Vogel wrote his last book, “China and Japan: Facing History,” published in 2019, in hopes of reviving cooperation and relieving tensions between the two countries.
Vogel held stature even in the eyes of the average person in East Asia. Per Szonyi, Vogel was a “household name” in China and Japan. Still, his wide acclaim made no dent on his unwavering modesty, per colleagues.
Much of his influence on policy was done quietly, but still powerfully. Vogel served as East Asia Officer on the National Intelligence Council from 1993 to 1995 during the Clinton administration, but, as Overholt wrote, he was much more comfortable “without a title.”
“He painstakingly cultivated a self-presentation of modesty, professionalism, warmth, and total attentiveness,” Overholt described.
White, Vogel’s former graduate student and colleague, added that her former professor “didn’t feel like any of the mythologies of Harvard.”
“Wherever we were, Ezra was always sitting cross-legged on the floor,” she said. “He did not elevate himself in any way.”
Steven Vogel said he looked up to his father’s ability to “bring people at ease” in the cutthroat world of Harvard academics.
“Harvard can be a tough place for faculty or for students because the expectations are so high,” he said. “What I admire about him is he was able to pierce all of that and be very human within that context.”
Fundamentally, Ezra Vogel was an optimist.
“He always had a really long-term historical view, and part of what enabled him to do that was to be optimistic,” Knight said. “To see that things would get worse, and then they’d get better.”

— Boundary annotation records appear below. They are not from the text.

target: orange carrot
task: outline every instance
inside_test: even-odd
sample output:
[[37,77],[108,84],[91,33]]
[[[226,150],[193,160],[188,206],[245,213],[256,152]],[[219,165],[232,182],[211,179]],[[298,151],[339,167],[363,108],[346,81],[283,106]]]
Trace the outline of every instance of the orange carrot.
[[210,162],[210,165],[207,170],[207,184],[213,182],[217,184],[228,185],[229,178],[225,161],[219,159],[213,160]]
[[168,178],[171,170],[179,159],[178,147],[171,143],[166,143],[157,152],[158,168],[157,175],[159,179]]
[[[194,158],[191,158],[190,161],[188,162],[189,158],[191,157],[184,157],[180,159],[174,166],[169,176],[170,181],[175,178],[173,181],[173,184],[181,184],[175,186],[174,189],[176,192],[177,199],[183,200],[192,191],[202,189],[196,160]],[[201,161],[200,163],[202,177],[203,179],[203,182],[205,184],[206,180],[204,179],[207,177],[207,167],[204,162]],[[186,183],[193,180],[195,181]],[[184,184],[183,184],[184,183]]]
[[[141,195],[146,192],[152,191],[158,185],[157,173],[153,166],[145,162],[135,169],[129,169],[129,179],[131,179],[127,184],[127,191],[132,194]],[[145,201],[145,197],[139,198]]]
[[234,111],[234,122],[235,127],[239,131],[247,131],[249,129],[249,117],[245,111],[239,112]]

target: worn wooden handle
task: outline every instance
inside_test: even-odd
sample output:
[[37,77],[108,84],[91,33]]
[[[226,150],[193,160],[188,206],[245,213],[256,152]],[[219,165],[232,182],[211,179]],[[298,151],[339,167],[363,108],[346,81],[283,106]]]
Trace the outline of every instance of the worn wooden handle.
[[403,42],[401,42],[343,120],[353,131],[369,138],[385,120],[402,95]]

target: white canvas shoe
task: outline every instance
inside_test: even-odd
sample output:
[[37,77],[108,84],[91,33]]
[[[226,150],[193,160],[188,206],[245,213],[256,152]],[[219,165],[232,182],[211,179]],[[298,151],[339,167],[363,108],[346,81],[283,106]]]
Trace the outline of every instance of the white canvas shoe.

That optimism is found not only in his research, but also in his daily interactions with people. Knight recalled his response, early on in their acquaintance, to her telling him that she lost family in the Holocaust.
“Thinking about these losses always made me sad, but Ezra was upbeat about it,” she said. “He told me that legacy meant that I would do my best not to let such horrors reoccur. I never thought about my family history the same way again.”
This optimism – what Knight referred to as a “rare gift” – was echoed by colleagues like Gordon.
“He tended to look on the good side of people’s activities and intentions,” Gordon said. “If he was on your side, he was on your side forever.”
Overholt wrote that it is “imperative” that those who knew Vogel’s immense contributions to the field ensure he is remembered.
“It’s too bad we don’t have a monument to him,” Overholt added. “We need one.”